The YWCA has received a total of $38 million from the federal, provincial and municipal governments, including $12 million from the City of Toronto. They have also received about $10.5 million through donations and fundraising efforts are ongoing.
Toronto Mayor David Miller spoke in support of the project, praising its environmental features. The complex will include five green roofs, two rooftop gardens and one of the largest geothermal heating and cooling systems in North America.
Plans for the new centre also include a reception hall, a women’s resource room and a 200-seat auditorium, plus on-site support from the Jean Tweed Centre, providing counselling for women’s addictions.
The Jean Tweed Centre, along with Wigwamen Inc. and St.

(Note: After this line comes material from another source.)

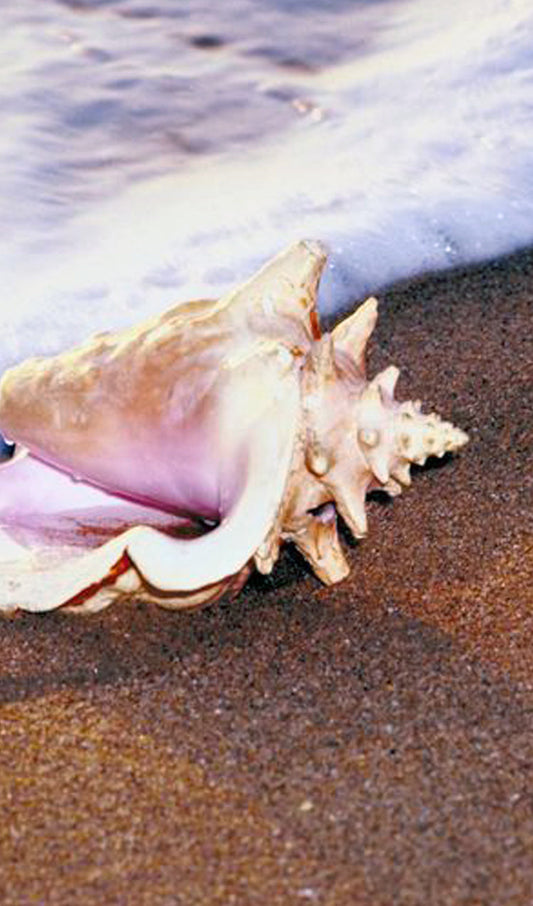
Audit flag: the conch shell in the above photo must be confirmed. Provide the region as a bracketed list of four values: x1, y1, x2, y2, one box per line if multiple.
[0, 241, 467, 612]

Michael’s Hospital, has partnered with the YWCA on the Elm Centre housing project.
“The Elm tree really has the meaning of strength of will and intuition, and the elm wood is valued for its interlocking grain and resistance to splitting and decay,” said Andrea Matheson, incoming chair of the Jean Tweed Centre.

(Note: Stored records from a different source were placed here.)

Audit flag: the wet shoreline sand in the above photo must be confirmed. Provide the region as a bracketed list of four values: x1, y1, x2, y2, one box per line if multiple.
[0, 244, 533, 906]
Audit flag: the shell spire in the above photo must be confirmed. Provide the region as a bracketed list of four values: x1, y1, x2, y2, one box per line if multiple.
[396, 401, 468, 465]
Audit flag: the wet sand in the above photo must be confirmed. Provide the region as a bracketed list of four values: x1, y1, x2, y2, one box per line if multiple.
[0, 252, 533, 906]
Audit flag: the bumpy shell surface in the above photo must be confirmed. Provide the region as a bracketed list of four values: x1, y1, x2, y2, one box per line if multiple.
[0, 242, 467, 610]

“So isn’t it fitting that this YWCA Elm Centre will be standing tall, strong and environmentally sustainable in the centre of the concrete jungle of downtown Toronto?”
Olivia Chow, MP for the Trinity-Spadina riding, was also on hand to voice her support.
“For a teenager who has left a violent home or a middle-aged mother who is leaving an abusive relationship, the Elm Centre is going to be a lifeline, a place where they’ll be able to find peace on the rooftop garden, form relationships and learn to trust and heal, dream and hope.
“This is a dream come true and it’s so exciting,” Chow said.
As the celebration came to a close, Mayor Miller and other YWCA supporters took the stage to ceremoniously shovel scoops of green sand into cement for the project’s foundation.
The completed complex will fill a full city block behind City Hall, between Elm, Edward, Elizabeth and Chestnut streets.